Sunday, July 08, 2012

(BN) Hip Pocket Impact From Carbon Price Modest, Says Swan


Australian households will see only a "modest" impact from carbon pricing and most citizens will come out neutral or ahead thanks to tax cuts and benefit changes, Treasurer Wayne Swan said.

While the carbon price of A$23 ($23.49) a metric ton, which came into force July 1, will increase electricity bills by 10 percent this year and add 0.7 percent to the consumer price index over the next 12 months, most households will be compensated, he said in a weekly economic note yesterday.

"Australians can now begin judging the price on carbon pollution for themselves," Swan said in an e-mailed statement. "We've moved from rhetoric to reality."

Australian opposition leader Tony Abbott has promised to repeal the carbon pricing regime if he wins an election scheduled for next year, saying that the policy will raise living costs, hurt jobs, and goes against pre-election promises by Prime Minister Julia Gillard.

"This is the world's biggest carbon tax at the worst possible time," Abbott told Australian Broadcasting Corp. television yesterday. "We are exposing ourselves to all sorts of economic damage without doing any environmental good."

About 6 million households will receive assistance averaging A$10.10 a week to help with power prices that will rise by A$3.30 a week, Swan said, with 4 million households to end up better off.

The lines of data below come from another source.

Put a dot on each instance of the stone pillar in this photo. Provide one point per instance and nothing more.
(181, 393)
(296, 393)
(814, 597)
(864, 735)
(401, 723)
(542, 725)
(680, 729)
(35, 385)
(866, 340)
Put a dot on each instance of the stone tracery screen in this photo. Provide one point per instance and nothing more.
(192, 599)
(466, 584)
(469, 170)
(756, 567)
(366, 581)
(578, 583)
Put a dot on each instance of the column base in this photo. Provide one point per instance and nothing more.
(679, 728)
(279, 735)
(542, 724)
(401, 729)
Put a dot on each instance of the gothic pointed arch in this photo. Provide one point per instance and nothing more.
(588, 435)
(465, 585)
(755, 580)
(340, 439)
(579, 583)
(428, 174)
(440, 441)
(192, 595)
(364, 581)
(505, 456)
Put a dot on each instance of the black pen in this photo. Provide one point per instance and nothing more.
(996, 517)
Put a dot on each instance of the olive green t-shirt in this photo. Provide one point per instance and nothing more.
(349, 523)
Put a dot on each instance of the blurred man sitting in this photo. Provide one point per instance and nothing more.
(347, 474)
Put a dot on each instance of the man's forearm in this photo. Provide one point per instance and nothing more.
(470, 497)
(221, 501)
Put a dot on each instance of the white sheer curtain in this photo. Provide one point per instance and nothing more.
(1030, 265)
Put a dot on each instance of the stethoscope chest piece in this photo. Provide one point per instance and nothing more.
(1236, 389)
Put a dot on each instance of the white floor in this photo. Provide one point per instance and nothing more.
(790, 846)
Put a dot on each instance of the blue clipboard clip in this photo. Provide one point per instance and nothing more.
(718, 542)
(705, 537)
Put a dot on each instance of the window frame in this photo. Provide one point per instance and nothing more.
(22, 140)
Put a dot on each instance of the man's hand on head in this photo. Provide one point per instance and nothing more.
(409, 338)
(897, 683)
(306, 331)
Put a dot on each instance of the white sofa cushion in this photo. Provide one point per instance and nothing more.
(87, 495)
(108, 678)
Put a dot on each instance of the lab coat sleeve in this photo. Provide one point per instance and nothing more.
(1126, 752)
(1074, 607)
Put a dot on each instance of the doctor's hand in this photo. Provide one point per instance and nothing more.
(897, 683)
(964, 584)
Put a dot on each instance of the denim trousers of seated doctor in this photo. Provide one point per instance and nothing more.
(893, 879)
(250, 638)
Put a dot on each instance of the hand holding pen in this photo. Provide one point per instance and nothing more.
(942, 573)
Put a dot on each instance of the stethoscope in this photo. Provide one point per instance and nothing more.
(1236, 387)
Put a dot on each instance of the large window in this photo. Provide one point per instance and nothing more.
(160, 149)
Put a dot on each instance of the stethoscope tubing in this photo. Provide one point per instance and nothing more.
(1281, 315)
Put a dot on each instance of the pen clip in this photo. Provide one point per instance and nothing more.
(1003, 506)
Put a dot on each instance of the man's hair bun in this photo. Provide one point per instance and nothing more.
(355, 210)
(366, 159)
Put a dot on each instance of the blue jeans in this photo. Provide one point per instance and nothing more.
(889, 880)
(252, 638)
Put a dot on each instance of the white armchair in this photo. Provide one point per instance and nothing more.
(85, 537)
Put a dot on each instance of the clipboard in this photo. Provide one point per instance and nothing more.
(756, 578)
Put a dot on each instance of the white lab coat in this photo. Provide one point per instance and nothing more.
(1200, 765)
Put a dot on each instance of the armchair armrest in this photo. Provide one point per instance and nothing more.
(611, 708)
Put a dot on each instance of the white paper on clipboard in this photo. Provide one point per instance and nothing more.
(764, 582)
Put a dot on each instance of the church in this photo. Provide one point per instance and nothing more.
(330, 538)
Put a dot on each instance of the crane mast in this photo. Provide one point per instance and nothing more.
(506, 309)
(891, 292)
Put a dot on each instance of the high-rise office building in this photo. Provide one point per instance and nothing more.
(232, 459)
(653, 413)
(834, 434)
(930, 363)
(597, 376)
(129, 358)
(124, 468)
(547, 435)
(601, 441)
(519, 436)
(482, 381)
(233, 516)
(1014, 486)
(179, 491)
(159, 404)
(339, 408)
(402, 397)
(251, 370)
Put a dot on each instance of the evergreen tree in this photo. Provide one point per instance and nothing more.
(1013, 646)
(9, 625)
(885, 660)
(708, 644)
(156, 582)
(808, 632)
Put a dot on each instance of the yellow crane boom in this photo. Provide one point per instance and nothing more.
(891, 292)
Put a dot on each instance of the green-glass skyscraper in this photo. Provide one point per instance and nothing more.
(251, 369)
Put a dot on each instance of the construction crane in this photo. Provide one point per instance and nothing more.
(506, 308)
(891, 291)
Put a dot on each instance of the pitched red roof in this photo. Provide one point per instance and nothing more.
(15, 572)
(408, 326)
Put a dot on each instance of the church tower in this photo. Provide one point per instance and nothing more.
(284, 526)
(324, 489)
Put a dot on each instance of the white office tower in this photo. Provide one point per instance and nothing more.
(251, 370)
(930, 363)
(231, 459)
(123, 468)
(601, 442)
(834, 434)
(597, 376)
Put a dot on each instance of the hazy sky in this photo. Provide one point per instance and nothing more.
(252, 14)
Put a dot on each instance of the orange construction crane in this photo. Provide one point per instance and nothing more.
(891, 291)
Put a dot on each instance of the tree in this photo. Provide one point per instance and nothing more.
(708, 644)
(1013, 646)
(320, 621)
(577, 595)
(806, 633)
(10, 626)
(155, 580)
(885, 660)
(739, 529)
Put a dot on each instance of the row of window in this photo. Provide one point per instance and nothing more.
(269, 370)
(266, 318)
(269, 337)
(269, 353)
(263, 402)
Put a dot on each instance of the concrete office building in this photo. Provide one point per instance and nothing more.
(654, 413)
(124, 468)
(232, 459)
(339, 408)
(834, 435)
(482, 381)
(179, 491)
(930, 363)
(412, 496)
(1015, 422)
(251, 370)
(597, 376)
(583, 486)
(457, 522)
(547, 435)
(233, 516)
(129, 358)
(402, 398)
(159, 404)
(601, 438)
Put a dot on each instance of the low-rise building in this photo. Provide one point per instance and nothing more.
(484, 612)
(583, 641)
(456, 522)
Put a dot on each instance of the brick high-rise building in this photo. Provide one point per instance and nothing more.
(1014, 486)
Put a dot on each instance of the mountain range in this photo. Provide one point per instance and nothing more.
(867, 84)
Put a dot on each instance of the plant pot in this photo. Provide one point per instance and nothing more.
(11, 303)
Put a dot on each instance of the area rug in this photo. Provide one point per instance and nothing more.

Swan said that the approval by ConocoPhillips (COP) and Origin Energy Ltd. (ORG) on July 4 of the second stage of their A$20 billion Australia Pacific LNG project was evidence that carbon pricing and a separate tax on mining and offshore petroleum profits weren't hurting resource investment.

'Investment Skyrocketed'

"Far from sounding the death knell of the resource sector, investment has skyrocketed since both policies were announced," Swan said.

Recent data on dwelling approvals, retail sales, services activity and business credit was "encouraging" evidence about the non-mining economy, he said: "We are the standout performer in the developed world."

Australia's fixed price on carbon is scheduled to become an emissions-trading program in 2015, similar to systems used by the European Union and New Zealand.